San Mateo County Seeks Updated Count of Homeless Residents with Hopes to Improve Services - LifeMoves

Read this article from the San Mateo Daily Journal:

Before the sun could come up Thursday morning, volunteers and officials from across San Mateo County flooded neighborhoods in search of homeless residents living on the streets, in tents, makeshift shelters, cars or RVs.

Known as the One Day Homeless Count and mandated by the federal Department of Housing and Urban Development, the search is conducted once every two years and is meant to give local, state and federal agencies an idea of how many people are living without homes across various regions.

But County Executive Officer Mike Callagy said local officials are less concerned about the number, which he noted is only a best estimate, and more interested in connecting those in need with vital services.

“We want the [Homeless Outreach] teams to be the first line of defense and to really work with the population, get to know them, and show them the benefits of coming into shelter,” Callagy said. “It’s all about getting people housed and saving lives. There’s just too many people dying on the street.”

The count was last conducted in 2022 during which about 1,800 residents were homeless, according to a county report. Of those individuals, about 1,100 were unsheltered, meaning they were living on the streets, in a car, van or RV, or in a tent or other structure. The other 700 were living in temporary housing across the county.

The overall number is just an estimate, said Lena Silberman, a management analyst in the County Executive’s Office whose work focuses on policy and homelessness. Each tent and structure sighted is counted as a single person despite being large enough to house more than one individual.

“It’s a hard balance,” Silberman said, noting additional data indicates more people are now in shelters than living on the streets today.

Morning of the count

Silberman joined Callagy; Carolina Moscoso, an outreach worker with nonprofit LifeMoves; and Eric Forgaard, a county civic engagement specialist, at 5 a.m. Thursday to conduct this year’s count. Like other volunteers up and down the county, the group piled into a car and cruised through parking lots, side streets and busy roads scouring the area for any sign someone may be living there.

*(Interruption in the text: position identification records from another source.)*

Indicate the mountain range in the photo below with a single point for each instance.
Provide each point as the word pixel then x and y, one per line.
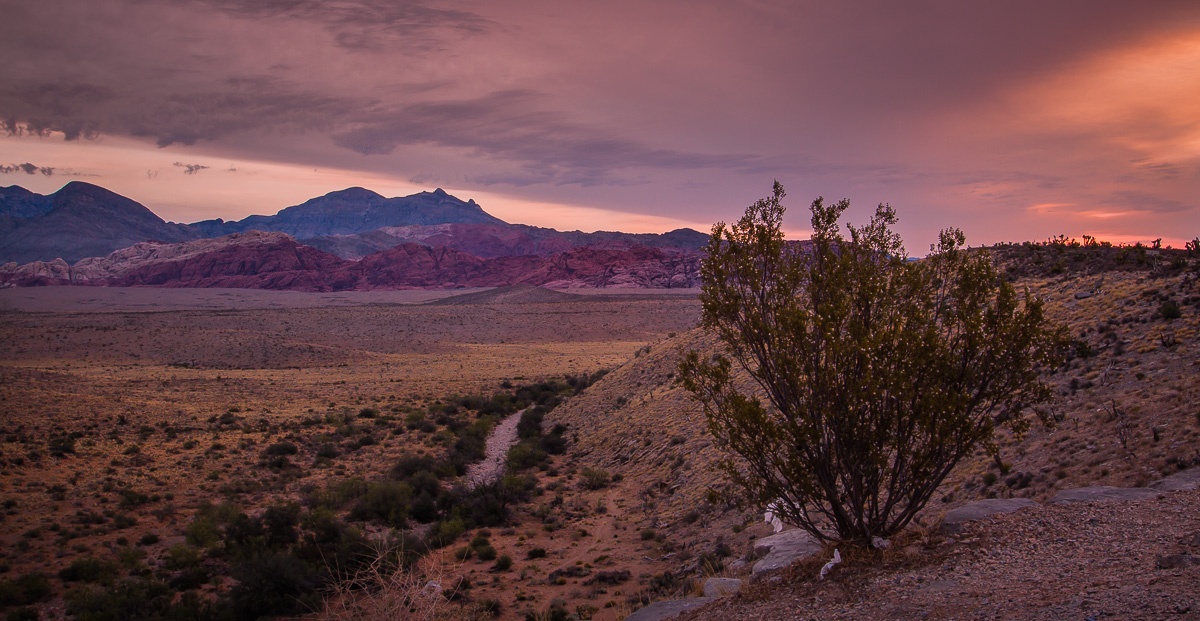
pixel 346 240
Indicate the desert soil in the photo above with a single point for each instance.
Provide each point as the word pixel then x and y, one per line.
pixel 143 379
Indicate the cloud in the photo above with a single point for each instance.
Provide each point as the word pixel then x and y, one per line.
pixel 190 169
pixel 515 126
pixel 28 168
pixel 364 24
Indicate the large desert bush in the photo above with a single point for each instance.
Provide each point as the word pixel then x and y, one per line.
pixel 871 374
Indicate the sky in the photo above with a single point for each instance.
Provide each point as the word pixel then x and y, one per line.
pixel 1015 120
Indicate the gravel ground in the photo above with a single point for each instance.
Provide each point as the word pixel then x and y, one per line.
pixel 503 436
pixel 1079 561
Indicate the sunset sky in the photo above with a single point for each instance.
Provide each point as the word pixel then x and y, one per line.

A tent tucked away in a corner, someone pushing a shopping cart or pulling a small wagon full of belongings, a car with steamed windows or RVs surrounded by bags, bikes and other items, or full makeshift structures are all indicators of life, Callagy said.

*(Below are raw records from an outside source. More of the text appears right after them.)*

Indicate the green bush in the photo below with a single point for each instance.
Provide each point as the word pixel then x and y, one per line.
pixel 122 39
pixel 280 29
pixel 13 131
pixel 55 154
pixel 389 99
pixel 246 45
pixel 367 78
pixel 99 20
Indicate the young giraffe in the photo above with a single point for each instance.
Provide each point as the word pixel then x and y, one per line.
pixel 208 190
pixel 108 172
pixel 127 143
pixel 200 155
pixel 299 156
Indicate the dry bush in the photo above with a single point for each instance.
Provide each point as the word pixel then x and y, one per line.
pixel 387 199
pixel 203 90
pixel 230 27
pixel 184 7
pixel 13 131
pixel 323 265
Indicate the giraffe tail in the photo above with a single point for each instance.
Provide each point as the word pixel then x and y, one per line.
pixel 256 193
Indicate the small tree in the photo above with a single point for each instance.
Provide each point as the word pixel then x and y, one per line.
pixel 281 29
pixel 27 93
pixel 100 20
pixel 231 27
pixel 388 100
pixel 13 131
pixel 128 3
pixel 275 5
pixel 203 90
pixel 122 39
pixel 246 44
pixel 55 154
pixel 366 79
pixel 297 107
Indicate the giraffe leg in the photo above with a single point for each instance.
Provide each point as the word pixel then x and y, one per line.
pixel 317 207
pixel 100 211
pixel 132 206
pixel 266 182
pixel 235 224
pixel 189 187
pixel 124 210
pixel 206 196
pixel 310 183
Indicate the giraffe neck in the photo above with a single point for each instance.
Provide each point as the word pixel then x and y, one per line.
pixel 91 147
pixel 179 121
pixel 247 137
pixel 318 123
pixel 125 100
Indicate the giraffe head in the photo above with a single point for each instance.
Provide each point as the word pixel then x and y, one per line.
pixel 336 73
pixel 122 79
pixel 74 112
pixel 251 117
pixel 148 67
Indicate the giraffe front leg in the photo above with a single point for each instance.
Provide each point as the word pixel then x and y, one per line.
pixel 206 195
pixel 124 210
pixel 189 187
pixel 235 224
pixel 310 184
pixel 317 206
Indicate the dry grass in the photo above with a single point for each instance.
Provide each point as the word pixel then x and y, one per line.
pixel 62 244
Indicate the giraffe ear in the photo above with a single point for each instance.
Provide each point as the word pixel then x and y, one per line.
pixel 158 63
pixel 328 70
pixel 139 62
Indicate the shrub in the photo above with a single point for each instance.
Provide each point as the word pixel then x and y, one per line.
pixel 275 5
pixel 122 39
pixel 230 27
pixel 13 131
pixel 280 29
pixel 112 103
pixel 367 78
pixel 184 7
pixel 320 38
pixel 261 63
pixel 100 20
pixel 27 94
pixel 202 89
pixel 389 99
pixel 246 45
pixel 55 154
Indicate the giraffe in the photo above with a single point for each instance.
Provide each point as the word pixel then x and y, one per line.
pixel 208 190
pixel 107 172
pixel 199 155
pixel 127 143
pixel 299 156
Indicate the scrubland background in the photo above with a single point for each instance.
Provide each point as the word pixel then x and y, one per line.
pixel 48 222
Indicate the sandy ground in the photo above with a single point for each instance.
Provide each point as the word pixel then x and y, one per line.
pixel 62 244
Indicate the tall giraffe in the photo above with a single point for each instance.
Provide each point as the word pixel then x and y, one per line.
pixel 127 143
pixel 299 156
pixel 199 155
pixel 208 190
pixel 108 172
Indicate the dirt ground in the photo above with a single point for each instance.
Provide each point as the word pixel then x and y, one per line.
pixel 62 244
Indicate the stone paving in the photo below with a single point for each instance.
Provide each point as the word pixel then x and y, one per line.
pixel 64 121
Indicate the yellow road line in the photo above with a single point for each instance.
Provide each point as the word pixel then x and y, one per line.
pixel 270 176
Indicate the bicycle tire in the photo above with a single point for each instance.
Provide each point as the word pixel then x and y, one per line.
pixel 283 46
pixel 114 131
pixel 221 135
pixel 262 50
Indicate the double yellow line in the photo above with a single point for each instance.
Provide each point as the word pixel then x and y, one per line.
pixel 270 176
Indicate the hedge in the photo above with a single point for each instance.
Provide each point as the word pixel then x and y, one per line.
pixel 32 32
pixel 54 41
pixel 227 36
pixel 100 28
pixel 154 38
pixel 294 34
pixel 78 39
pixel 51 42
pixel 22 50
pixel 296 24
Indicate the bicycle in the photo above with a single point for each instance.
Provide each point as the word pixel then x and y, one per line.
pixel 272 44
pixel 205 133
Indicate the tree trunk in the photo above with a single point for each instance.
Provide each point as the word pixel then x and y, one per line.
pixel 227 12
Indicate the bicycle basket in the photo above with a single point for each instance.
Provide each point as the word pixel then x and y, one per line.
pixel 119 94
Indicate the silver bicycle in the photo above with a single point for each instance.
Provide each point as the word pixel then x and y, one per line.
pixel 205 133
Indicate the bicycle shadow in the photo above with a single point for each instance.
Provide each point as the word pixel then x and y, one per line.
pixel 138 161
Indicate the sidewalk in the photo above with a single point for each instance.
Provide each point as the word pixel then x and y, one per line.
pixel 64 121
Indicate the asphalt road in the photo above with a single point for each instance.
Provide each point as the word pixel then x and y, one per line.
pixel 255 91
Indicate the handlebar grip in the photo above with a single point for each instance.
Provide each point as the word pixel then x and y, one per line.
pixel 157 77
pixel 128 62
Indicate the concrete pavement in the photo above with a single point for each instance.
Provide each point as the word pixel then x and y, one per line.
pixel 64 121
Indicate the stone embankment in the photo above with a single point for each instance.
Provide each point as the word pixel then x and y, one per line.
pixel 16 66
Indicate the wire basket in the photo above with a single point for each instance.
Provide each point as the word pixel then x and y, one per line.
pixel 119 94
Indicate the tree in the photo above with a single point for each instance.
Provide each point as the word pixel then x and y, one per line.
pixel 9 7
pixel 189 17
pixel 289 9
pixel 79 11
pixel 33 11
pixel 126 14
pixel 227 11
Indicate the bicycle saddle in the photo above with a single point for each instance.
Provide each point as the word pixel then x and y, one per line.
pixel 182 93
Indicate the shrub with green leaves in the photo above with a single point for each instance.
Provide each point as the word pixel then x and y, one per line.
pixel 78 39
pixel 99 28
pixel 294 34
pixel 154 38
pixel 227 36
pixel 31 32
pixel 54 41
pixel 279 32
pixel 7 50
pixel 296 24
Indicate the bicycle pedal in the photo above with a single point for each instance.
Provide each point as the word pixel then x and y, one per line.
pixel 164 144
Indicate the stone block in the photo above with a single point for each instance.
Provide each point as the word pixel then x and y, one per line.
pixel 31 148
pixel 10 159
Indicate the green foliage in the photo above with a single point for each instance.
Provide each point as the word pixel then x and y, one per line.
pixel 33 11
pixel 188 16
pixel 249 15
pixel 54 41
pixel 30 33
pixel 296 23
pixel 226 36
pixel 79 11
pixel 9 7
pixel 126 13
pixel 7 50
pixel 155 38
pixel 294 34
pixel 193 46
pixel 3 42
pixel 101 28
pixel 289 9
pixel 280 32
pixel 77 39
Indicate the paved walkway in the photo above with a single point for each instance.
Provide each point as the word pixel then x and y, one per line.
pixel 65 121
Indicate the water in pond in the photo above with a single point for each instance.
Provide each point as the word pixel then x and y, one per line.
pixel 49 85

Many groups completed Thursday’s count without spotting a single person residing in the streets. Meanwhile, Moscoso spent the morning entering multiple sightings on Redwood City’s eastern edge into the app Counting Us used only internally at the moment.

Redwood City is known to be home to a larger share of the county’s unhoused population, a fact Callagy theorized could be due to resources being centralized in the city. Caseworkers across the county, though, have large caseloads, Moscoso said.

“Everybody, I feel, is overworked. We just need more people in the streets,” Moscoso said.

Jerry and Scott along the tracks

Nearing the end of the group’s time searching in Redwood City, they came across Jerry and Scott. The friends were living in a shack made of plywood along train tracks near Veterans Boulevard and Highway 101, the frontage sprayed in red paint with the words “No soliciting” and “go away” on the door.

Both found their way to homelessness through drug addiction. Scott relapsed about five months ago after years living sober and working in restaurants, and Jerry spent the past seven years going between jail and the streets.

Their lives, as to be expected, aren’t easy. Scott said he often can’t sleep out of fear of assault. He and his roommate recounted stories of fires being lit near makeshift homes out of spite. Reasons for conflict vary, Jerry said, from arguments between couples to tiffs between dwellers of different encampments over stolen goods.

Both said they also often feel harassed by police officers for simply being homeless instead of being offered services. And addiction is a hard reality, both noting they’ve seen friends overdose, Jerry as recently as Wednesday night. But on days when they’re hungry and cold, drugs help the time pass, they said.